How not to teach the Constitution

IN this, the bicentennial year of the writing of the Constitution, schools everywhere have started turning their attention to the history of the founding period, to the delegates who met together that hot summer in Philadelphia, and to the text of the document itself. But what, with the words in hand, will they teach? Indeed, how many classes will start out this way: ``By Friday memorize the Preamble and be able to tell me where revenue bills originate, how old you would have to be to be elected senator, and how the pocket veto works.'' Could anything be drearier? Now it's easy to read the Constitution that way, as a dry catalog of facts and list upon list of procedures. But unless we are able to see and to explain the design, the great ideas, that animate the particulars of the Constitution, we always run the risk of playing a constitutional trivial game or of turning tests on the Constitution into the academic equivalent of the driver's exam: How many feet from the hydrant can you legally park? How many states does it take to ratify an amendment? Quick, who can grant letters of marque and reprisal?

To miss the thought, to miss the argument behind the Constitution and its parts, is to miss the whole point. In the very first of the Federalist Papers, Alexander Hamilton wrote that ``it seems to have been reserved to the people of this country, by their conduct and example, to decide the important question, whether societies of men are really capable or not of establishing good government from reflection and choice, or whether they are forever destined to depend for their political constitutions on accident and force.'' Reflection and choice. Unless we make a conscious effort to understand the ideas that give life to our Constitution, that document will seem only a stale and legalistic curiosity.

Nevertheless, the questions the founders raised in constructing the Constitution are the same questions our students ask: What kind of government should we have? What are the limits of political power? How do we make democracy work? How do we secure freedom? How do we mix freedoms and responsibilities? How strong should a government be? What do we mean when we talk about equality? Why should a democracy have a constitution in the first place? What's so good about liberal democracy anyway?

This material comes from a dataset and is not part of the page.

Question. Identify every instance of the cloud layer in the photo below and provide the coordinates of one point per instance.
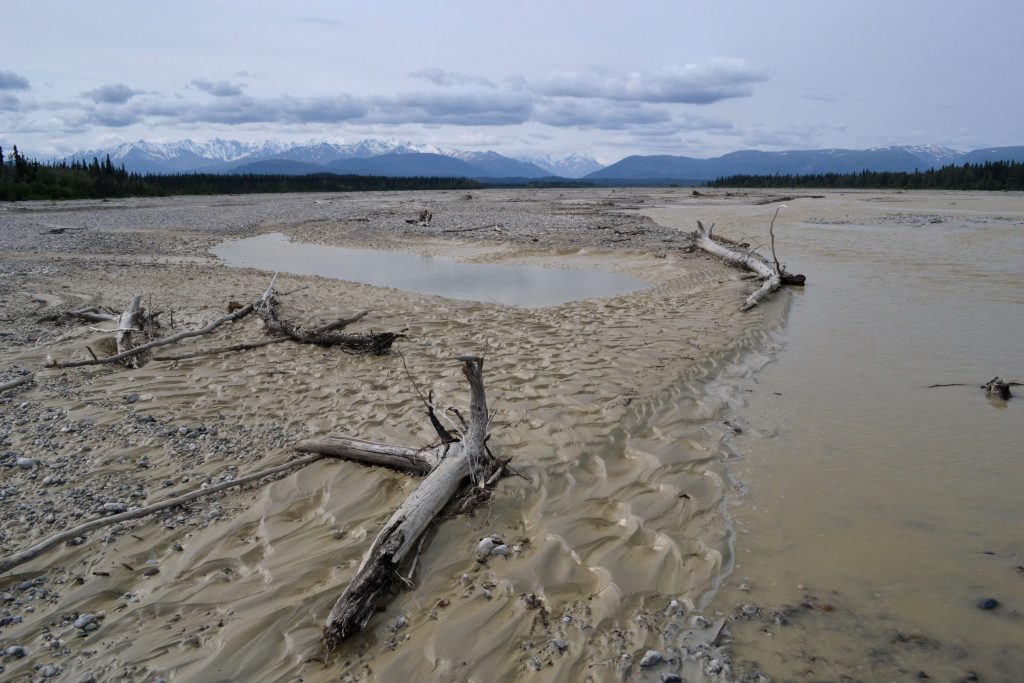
(11, 81)
(593, 99)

From such questions flow other, more typically American questions: Why separation of powers? Why checks and balances? Why judicial review? Why federalism?

Such questions arise easily from the text itself, if only we let them. For example, take the requirement that members of the House of Representatives serve two-year terms but senators serve six. The more we consider it, the more we can see that each term means to draw out and then mix certain qualities - perhaps closeness of the people plus distance from momentary excitements, responsiveness yet stability, short-term interests with long-term needs. Add to this the staggering of the terms for senators, their smaller number when compared with the House, the four-year term for president, and the permanent tenure of the judiciary, and soon a full, complex picture of democracy arises. Not just ``majority rule,'' not just ``one person, one vote,'' but a rich theory of popular government, one that takes democracy and, through the mechanism of terms of office, tries to mix in some valuable qualities not often associated with simple democratic rule. We can help our students ask why this might be so, what the founders' reasons and intent were, and also ask how well we think they succeeded.

The Constitution is packed with these ideas, ideas masquerading as procedure or as simple statements of fact. Why is no religious test for office allowed? Why did the founders use ``mechanisms'' (like terms of office) to call up certain qualities? Why no requirements of personal character or property or education? Why did they represent people and places and avoid representing interest groups? Why did they talk around slavery and never use the word slavery or slavery itself?

To teach this way means taking the Constitution seriously, as a document able to speak to us directly today. It means not dismissing the document as the product of its time and place. It means not assuming that our problems now are bigger or harder or more complex than the founders' problems. It means not assuming that our forebears' ideals were rudimentary or that our history has simply been one of constant ascendance from crude and awkward beginnings. It means not reducing the Constitution to a set of mechanical procedures fit only for memorization. It means seeing the Constitution as ``living'' only because the founders' ideas are alive, not because we've had the good sense to improve on them. Above all, it means being willing to learn from the founders and their Constitution and not just about them.

The notion of liberal democracy is not without powerful enemies. Nation upon nation lives under governments given by accident or by force. If we expect each new generation of Americans to protect the Constitution, we are then burdened with the happy obligation of illuminating it and explaining its ideas. No American has ever fought to defend the Constitution because it was a nice catalog of times, dates, and procedures.

Only if we begin by taking seriously Hamilton's charge - that we have formed for ourselves a government from reflection and choice, that behind the Constitution are powerful, reasoned, and compelling ideas - will we truly honor the document.

John Agresto is deputy chairman of the National Endowment for the Humanities.